Barang siapa di antara kalian ada yang mengangkat diri
sebagai pemimpin tanpa kesepakatan kaum Muslimin, penggallah
lehernya."'
Tatkala terjadi penikaman terhadap Umar Talhah bin
Ubaidillah sedang tak ada di Medinah. Oleh karenanya,
setelah ia meminta ditangguhkan ia berkata: "Tunggulah
saudaramu itu selama tiga hari sampai dia datang; kalau
tidak putuskanlah di antara kalian."
Umar seolah-olah khawatir mereka akan berselisih setelah
ia wafat, dan perselisihan mereka akan menjurus pada
pemberontakan. Kelompok Banu Hasyim akan membela Ali,
golongan Abu Mua'it akan membela Usman dan golongan militer
akan membela Zubair, Talhah atau Sa'd, dan mereka semua
panglima-panglima terkemuka. Untuk itu ia memanggil kaum
Ansar, dan katanya kepada mereka: "Masukkanlah mereka ke
dalam sebuah rumah selama tiga hari. Biarlah mereka bersikap
yang sebenarnya, kalau tidak masuklah kalian dan penggal
kepala mereka." Kemudian ia memanggil Abu Talhah al-Ansari,
orang yang terbilang pemberani yang tak banyak jumlahnya,
dan katanya kepadanya: "Berjaga-jagalah di pintu dan jangan
biarkan siapa pun masuk." Sumber lain menyebutkan ia
berkata: "Abu Talhah, bergabunglah Anda dengan lima puluh
orang Ansar rekan-rekan Anda dan bersama beberapa orang
anggota Majelis Syura. Saya rasa mereka akan bertemu di
rumah salah seorang dari mereka. Berjaga-jagalah di pintu
bersama teman-temanmu itu. Jangan biarkan dari mereka ada
yang masuk, juga mereka jangan dibiarkan berlarut-larut
sampai tiga hari belum ada yang terpilih. Andalah yang
menjadi wakil saya pada mereka!"
Coba bayangkan, andaikata Umar menunjuk salah seorang
dari yang enam orang tersebut, mungkinkah kaum Muslimin
menyetujui pilihannya itu seperti ketika menyetujui pilihan
Abu Bakr terhadap Umar? Kalau memang dengan cara itu Umar
yakin, niscaya ia tidak akan ragu melakukannya.7
Tetapi di depannya sudah terlihat tanda-tanda yang
membuatnya tidak yakin. Dengan demikian itu ia berkata
kepada mereka: "Barang siapa di antara kalian ada yang
mengangkat diri selaku kepala pemerintahan tanpa musyawarah
dengan kaum Muslimin, penggallah lehernya." Orang setuju
dengan kekhalifahan Usman sampai beberapa tahun sesudah
Umar. Tetapi sesudah berlangsung lama mereka mulai kesal
kepadanya, mereka memberontak dan kemudian membunuhnya.

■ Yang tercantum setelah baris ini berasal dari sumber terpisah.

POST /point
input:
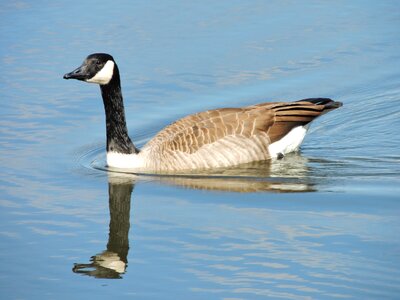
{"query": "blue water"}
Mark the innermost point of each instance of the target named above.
(320, 224)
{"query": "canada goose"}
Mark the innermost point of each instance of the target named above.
(210, 139)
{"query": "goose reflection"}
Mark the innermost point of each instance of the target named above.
(112, 262)
(290, 174)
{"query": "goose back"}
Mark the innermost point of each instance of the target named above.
(229, 136)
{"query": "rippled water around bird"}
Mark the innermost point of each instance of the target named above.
(319, 224)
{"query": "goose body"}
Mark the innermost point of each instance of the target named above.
(210, 139)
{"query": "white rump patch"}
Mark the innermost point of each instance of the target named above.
(289, 143)
(125, 161)
(104, 75)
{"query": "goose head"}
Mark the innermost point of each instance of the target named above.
(97, 68)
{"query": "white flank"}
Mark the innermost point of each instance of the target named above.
(104, 75)
(125, 161)
(289, 143)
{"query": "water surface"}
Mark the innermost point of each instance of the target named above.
(319, 224)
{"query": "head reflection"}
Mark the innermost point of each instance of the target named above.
(291, 174)
(112, 262)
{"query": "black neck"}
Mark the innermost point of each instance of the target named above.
(117, 133)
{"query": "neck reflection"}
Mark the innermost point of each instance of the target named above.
(112, 262)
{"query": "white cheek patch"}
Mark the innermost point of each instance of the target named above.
(104, 75)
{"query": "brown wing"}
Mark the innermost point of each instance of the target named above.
(275, 119)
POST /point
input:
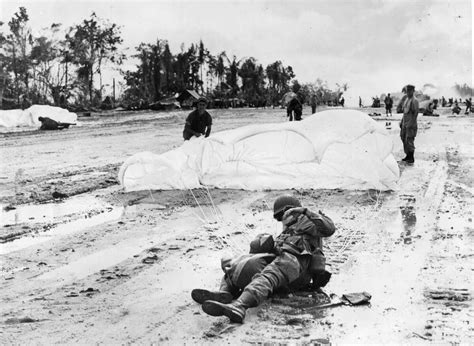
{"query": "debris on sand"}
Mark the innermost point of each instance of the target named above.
(20, 320)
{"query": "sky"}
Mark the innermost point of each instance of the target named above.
(375, 46)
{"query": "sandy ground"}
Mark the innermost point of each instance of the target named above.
(103, 266)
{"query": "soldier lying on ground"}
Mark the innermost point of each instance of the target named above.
(298, 260)
(50, 124)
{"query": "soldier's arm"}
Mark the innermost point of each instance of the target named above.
(415, 107)
(188, 128)
(209, 125)
(324, 225)
(320, 225)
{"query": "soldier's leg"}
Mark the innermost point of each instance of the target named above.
(411, 149)
(225, 294)
(403, 133)
(285, 269)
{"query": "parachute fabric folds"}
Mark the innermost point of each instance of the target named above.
(331, 149)
(29, 117)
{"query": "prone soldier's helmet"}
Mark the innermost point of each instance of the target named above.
(262, 243)
(282, 204)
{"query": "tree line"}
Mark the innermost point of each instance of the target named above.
(64, 66)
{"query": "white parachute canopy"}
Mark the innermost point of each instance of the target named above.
(29, 117)
(331, 149)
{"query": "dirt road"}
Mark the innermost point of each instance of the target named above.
(102, 266)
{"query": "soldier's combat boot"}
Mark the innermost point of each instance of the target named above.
(201, 295)
(235, 311)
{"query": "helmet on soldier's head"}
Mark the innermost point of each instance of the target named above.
(262, 243)
(283, 203)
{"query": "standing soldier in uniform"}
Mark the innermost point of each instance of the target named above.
(198, 122)
(299, 256)
(388, 105)
(408, 125)
(314, 102)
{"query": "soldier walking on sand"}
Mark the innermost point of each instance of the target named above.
(198, 122)
(299, 255)
(313, 102)
(409, 125)
(388, 105)
(468, 105)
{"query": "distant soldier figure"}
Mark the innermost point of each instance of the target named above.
(468, 105)
(294, 107)
(49, 124)
(409, 125)
(314, 102)
(198, 122)
(299, 256)
(388, 105)
(443, 102)
(456, 109)
(429, 110)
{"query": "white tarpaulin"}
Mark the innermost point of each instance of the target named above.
(29, 117)
(331, 149)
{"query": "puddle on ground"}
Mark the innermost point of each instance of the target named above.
(48, 212)
(56, 210)
(404, 225)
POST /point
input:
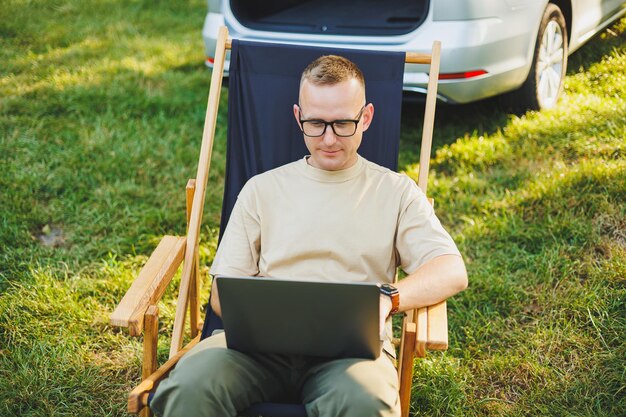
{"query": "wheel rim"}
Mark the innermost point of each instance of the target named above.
(550, 65)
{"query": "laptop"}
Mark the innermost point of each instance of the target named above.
(323, 319)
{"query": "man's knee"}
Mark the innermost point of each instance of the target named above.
(359, 389)
(199, 384)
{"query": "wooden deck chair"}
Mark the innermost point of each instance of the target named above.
(421, 329)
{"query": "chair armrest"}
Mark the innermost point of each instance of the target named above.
(138, 397)
(150, 284)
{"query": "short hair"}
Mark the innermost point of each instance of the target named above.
(331, 70)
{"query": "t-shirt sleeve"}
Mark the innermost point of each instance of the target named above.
(420, 236)
(238, 252)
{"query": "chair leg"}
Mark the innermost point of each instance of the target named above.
(405, 366)
(150, 340)
(194, 308)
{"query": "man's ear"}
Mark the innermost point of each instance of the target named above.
(368, 115)
(296, 114)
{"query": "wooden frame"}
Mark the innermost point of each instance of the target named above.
(422, 329)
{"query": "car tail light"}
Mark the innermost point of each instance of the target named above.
(462, 75)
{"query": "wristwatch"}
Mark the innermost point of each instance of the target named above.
(393, 293)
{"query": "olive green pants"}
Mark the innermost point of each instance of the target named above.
(213, 381)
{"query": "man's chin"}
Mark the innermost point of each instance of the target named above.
(330, 163)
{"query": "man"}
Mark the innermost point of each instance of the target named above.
(330, 214)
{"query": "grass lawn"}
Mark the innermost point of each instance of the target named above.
(101, 111)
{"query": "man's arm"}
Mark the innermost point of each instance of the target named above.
(435, 281)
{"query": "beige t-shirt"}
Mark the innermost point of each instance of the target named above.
(357, 224)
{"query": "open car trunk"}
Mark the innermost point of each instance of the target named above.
(337, 17)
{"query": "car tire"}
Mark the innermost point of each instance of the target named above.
(544, 83)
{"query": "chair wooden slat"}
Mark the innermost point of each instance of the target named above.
(150, 284)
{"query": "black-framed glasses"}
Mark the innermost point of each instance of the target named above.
(341, 127)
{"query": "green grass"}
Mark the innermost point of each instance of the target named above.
(101, 113)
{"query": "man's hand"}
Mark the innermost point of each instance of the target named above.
(385, 309)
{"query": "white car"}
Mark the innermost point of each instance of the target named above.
(489, 47)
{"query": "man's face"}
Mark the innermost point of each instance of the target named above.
(341, 101)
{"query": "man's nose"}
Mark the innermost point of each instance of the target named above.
(329, 136)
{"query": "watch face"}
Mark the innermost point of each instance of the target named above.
(388, 289)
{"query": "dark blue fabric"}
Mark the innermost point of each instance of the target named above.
(263, 134)
(275, 410)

Sesudah dia terbunuh terjadilah perang saudara di antara
kaum Muslimin, yang berkesinambungan sampai bertahun-tahun.
Kejadian ini membuktikan bahwa kekhawatiran Umar akan
timbulnya perselisihan antargolongan itu tidaklah
berlebihan. Dia benar-benar menyadari apa yang bergejolak
dalam hati mereka, dengan perkiraan, bahwa fanatisme
kesukuan yang sudah tak ada lagi, sejak Rasulullah menaungi
jazirah Arab dengan panjinya, ada tanda-tanda akan timbul
lagi. Dengan meluasnya wilayah adakalanya memberi peluang
menyebar dan berkobarnya api kesukuan. Karenanya, untuk
mengatasi masalah penggantian khalifah itu ia berusaha
supaya dilakukan dengan jalan syura di antara keenam tokoh
itu. Cara ini adalah yang terbaik dalam menghadapi situasi
waktu itu. dan ternyata berhasil, yang berjalan sampai
selama sepuluh tahun sepeninggalnya. Tetapi beberapa
motivasi yang memang dikhawatirkan oleh Umar tak pernah
berhenti menggerakkan nafsu yang berakar dalam jiwa mereka.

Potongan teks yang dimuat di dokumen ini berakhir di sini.